Minneapolis Civil Rights Department Director Michael Jordan
“I just want to stress that this is not being taken lightly, and this is not some sinister plot to ruin the civil rights of people,” Jordan said. “This is not on the mayor’s agenda and it’s not on my agenda. People can have all the opinions they want—that is something good about this country—but it doesn’t mean they’re right.”
Jordan explained that the CIU has not been HUD-certified for about five years or more. Only a small number of cases coming through the CIU are housing-related, therefore neither he nor his predecessors found it worthwhile to go through the process. According to Jordan, both EEOC cases and HUD cases are very complex and cost more money than they make.
“The idea that you could make money with more EEOC cases is a bit fallacious,” Jordan said. “For every EEOC case, which brings in $540, it probably costs me $1500. We do not receive nearly enough money to cover what we have to do to process these cases; it’s not the panacea people would have you believe.”
HUD cases bring in $1500, but Jordan explained that they are even more complicated than EEOC cases and this does not cover the costs to do these cases.
Jordan went on to say that perhaps the CIU should not focus on HUD or EEOC. “What we should do because we’ve had backlog in cases non-EEOC, to bring them to closure at reasonable times, it might be better not to have any EEOC cases and just focus on people coming through our door.”
Thus, Jordan pointed out that making the case for more EEOC and HUD cases is a bit of a “double-edged sword.”
In terms of the subpoena power and the ability of the CIU to award damages, Jordan explained that very few cases actually have monetary damages attached.
“Sometimes people just want their job back, or want people to quit picking on them, or they want to be treated better,” he said. “Sometimes the complaint is mediated and sometimes the people get redress without our involvement. People aren’t always looking for money when they make a complaint.”
Jordan stressed that no decision has been made yet, recommendations are still coming in, and different scenarios are still on the table.
“We’re trying to figure out a way to make the best call when all the calls are bad,” he said. “There is not ‘two sides’ to this issue. The mayor does not want to cut the CIU; nobody wants to do these things.”
If the cut does happen and the backlogged cases are transferred to the State department, Jordan believes they will be handled satisfactorily. “Commissioner [Velma] Korbel said she can handle the cases. She is a professional and the people in her department are professionals—they can do their jobs, and I take her word for it.”
Councilmember Robert Lilligren
Councilmember Robert Lilligren, a member of the White Earth Band of Ojibwe and an openly gay government official, opposes the elimination of the CIU for many bigger-picture reasons.

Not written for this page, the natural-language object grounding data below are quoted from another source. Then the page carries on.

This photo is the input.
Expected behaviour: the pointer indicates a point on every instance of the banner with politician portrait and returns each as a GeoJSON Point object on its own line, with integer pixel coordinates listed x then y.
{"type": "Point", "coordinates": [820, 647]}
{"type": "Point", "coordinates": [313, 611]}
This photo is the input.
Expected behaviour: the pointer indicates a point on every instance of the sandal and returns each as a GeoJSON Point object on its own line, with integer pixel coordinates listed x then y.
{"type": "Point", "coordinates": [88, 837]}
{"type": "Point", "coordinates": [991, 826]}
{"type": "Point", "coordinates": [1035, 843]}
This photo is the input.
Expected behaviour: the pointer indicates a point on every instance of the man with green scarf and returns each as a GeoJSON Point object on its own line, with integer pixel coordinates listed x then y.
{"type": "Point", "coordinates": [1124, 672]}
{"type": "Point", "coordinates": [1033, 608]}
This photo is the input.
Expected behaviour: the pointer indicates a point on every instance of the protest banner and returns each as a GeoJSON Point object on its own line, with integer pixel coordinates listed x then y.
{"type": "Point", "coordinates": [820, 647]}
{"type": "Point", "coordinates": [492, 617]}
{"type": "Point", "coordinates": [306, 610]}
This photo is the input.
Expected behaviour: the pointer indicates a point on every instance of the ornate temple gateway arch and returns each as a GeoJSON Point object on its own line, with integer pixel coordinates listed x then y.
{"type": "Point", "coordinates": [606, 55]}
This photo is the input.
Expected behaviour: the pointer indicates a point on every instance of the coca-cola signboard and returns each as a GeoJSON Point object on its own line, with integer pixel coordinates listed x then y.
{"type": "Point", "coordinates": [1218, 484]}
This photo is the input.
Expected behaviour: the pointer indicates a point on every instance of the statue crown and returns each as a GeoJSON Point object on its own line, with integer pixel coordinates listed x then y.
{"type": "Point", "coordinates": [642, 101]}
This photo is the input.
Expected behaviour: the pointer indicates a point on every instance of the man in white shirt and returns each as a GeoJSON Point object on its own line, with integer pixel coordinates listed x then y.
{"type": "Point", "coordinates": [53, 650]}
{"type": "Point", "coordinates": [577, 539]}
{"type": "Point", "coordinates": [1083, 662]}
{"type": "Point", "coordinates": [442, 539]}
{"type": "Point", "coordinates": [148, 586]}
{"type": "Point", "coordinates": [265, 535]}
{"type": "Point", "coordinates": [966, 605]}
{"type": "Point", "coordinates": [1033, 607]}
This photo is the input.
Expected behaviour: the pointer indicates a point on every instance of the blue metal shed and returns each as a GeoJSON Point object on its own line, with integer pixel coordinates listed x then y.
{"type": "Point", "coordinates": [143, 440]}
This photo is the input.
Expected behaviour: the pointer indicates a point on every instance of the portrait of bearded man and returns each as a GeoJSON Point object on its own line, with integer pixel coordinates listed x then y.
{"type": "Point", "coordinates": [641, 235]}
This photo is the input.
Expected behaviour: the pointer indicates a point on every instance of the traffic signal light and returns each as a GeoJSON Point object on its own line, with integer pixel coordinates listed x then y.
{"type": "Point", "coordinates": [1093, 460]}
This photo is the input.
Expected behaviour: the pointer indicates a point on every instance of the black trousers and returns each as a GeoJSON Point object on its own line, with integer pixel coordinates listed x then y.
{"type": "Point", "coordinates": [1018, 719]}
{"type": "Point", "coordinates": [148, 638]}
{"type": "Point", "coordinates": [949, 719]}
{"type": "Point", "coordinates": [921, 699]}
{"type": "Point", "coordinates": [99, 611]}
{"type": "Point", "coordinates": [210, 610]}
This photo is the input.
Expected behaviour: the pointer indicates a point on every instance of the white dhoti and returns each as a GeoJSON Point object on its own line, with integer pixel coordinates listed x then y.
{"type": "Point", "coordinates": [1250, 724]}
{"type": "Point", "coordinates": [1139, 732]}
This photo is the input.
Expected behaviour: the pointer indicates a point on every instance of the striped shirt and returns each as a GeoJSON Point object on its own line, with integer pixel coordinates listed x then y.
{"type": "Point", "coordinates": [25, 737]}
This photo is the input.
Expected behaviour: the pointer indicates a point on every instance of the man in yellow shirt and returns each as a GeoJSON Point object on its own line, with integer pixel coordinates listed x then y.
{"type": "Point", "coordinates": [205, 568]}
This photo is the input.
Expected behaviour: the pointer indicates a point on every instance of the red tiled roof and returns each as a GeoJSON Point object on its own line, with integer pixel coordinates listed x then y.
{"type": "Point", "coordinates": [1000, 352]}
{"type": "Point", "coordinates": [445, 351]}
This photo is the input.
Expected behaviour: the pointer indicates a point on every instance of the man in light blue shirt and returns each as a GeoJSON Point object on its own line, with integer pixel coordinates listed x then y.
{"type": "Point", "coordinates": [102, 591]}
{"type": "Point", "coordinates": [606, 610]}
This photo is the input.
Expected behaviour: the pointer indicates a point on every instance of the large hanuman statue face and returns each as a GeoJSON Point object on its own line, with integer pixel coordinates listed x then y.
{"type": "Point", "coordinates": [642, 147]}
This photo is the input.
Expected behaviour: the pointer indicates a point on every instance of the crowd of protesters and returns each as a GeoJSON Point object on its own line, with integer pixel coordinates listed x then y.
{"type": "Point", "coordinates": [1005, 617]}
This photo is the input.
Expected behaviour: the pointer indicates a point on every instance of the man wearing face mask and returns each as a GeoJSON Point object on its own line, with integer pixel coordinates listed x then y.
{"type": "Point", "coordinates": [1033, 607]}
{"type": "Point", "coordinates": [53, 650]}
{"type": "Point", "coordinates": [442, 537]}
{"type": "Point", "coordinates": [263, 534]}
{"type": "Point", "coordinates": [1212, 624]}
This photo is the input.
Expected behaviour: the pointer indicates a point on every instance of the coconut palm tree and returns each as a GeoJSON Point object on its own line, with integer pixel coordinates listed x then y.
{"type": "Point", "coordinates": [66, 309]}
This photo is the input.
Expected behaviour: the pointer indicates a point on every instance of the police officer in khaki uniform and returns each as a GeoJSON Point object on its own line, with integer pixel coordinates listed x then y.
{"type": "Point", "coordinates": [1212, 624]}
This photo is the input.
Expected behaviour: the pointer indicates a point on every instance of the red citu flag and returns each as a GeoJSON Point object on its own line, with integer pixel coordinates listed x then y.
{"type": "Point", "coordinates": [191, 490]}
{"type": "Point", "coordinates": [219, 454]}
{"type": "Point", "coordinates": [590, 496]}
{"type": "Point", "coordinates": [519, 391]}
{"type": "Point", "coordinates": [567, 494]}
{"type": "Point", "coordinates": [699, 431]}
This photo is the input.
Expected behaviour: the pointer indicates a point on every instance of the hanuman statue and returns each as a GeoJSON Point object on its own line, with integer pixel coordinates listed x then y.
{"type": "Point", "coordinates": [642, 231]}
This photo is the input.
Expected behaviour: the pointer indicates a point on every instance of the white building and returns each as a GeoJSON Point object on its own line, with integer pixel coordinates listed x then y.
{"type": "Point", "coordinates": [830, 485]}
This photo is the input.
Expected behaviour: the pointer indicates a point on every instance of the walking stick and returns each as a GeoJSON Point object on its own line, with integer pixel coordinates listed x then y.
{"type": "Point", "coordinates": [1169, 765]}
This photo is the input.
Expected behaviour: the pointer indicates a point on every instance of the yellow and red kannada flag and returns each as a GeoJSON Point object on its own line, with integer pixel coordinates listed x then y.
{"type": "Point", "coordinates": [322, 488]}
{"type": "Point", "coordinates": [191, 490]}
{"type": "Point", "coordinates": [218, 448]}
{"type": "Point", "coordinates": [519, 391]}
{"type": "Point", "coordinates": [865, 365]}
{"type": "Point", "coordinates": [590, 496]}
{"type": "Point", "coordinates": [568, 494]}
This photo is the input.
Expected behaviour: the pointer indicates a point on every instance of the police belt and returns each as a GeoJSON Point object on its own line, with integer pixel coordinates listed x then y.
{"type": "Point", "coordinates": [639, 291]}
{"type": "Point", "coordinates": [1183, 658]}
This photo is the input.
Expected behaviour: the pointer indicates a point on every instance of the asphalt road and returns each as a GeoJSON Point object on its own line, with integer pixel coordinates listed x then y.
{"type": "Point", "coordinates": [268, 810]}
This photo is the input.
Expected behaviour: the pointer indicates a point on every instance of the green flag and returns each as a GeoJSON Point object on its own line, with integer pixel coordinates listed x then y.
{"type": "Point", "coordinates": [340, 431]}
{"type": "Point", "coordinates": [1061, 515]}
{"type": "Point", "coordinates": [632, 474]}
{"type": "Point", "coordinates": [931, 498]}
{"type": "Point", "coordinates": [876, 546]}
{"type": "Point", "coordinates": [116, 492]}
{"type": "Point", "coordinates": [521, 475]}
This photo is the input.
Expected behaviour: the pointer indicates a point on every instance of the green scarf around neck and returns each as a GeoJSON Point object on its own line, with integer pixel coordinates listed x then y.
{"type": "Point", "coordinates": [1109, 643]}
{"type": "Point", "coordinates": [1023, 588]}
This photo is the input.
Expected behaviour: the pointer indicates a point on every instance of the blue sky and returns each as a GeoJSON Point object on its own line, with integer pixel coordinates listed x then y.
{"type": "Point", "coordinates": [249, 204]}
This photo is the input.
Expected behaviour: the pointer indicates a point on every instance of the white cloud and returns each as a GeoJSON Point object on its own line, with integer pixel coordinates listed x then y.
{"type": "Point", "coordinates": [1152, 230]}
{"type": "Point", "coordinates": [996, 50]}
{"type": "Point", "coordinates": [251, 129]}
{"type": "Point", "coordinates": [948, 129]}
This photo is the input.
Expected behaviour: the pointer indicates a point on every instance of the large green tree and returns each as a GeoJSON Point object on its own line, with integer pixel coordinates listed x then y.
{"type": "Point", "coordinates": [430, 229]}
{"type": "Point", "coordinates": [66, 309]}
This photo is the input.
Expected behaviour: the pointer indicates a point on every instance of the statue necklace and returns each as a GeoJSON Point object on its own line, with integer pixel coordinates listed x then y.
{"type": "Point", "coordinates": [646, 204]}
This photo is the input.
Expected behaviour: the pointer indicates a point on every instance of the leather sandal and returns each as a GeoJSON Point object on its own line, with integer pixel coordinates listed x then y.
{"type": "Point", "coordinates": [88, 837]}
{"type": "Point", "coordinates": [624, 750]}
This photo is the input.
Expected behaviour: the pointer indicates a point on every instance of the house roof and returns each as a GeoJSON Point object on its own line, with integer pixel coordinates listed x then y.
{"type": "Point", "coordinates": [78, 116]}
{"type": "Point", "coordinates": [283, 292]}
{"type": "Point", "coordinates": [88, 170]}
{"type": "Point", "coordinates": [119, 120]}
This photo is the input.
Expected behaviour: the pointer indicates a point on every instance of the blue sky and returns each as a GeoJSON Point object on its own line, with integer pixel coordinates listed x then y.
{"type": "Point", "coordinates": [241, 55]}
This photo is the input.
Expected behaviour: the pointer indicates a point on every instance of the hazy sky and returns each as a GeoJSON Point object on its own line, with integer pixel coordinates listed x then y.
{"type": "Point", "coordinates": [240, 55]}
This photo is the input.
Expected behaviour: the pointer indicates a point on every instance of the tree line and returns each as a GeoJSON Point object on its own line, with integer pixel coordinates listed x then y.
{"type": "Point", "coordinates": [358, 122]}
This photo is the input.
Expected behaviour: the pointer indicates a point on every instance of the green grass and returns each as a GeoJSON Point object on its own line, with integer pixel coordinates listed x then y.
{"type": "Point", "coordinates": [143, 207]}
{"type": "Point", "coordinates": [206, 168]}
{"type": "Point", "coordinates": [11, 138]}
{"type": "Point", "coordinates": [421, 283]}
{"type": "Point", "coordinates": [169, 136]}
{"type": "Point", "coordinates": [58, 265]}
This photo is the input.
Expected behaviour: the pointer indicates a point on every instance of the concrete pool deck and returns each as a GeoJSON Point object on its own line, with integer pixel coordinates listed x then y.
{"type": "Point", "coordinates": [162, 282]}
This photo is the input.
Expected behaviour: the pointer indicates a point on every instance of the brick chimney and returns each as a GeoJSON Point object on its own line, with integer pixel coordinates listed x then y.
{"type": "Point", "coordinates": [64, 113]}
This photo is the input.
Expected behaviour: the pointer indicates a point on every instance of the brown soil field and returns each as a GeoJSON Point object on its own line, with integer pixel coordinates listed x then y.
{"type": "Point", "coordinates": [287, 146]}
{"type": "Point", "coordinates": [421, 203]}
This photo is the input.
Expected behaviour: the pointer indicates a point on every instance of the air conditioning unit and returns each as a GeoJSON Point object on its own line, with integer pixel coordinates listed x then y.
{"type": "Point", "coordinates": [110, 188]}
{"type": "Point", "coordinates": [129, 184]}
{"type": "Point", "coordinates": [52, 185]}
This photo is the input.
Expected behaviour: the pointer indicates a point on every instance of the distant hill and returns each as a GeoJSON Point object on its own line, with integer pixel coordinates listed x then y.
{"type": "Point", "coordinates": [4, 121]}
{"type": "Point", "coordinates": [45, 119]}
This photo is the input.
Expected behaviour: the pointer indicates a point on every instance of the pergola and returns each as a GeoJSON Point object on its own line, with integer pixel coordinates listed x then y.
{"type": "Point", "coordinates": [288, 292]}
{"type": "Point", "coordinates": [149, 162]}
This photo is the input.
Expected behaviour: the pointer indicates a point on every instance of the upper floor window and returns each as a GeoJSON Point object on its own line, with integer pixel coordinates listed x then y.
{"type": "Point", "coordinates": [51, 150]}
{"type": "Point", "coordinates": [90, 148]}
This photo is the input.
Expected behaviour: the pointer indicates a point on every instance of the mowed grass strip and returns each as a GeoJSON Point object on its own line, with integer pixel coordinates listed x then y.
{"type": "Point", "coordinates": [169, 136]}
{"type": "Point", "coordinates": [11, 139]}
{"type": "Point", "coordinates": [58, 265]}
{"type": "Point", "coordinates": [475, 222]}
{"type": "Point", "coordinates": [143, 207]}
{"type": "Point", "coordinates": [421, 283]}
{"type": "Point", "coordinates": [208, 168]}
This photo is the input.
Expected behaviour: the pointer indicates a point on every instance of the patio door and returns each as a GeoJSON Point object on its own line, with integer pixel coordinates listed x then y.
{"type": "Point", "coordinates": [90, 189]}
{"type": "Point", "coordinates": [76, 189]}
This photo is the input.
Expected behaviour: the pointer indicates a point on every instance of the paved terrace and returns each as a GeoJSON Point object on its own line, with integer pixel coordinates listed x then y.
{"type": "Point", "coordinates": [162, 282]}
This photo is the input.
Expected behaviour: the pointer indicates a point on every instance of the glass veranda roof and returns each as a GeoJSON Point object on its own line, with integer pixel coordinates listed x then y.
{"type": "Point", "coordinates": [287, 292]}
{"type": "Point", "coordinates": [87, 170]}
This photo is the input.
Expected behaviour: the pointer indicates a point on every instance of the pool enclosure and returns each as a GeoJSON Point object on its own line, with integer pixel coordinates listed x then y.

“I oppose eliminating the CIU for a number of reasons, but most of it has to do with the demographics of Minneapolis and the fact that it’s radically different from the rest of Minnesota,” Lilligren explained. “There are many people who are more likely to be discriminated against [in Minneapolis].”
Due to the continually growing gap in Minneapolis between white communities and communities of color, Lilligren believes that discrimination is a municipal issue that must be addressed on a municipal level.
“Discrimination and perceived discrimination affect different parts of our city differently,” Robert Lilligren, who represents the 6th Ward, explained. “So people like me, who represent a part of the city where people feel discriminated against, think differently from people who don’t represent these parts of the city.”
Lilligren said that the council members who may vote to cut the CIU will be those who represent “people more on the outskirts of Minneapolis,” who have more money and a lesser likelihood to be discriminated against. Those who represent “the urban core” will most likely vote to keep the CIU.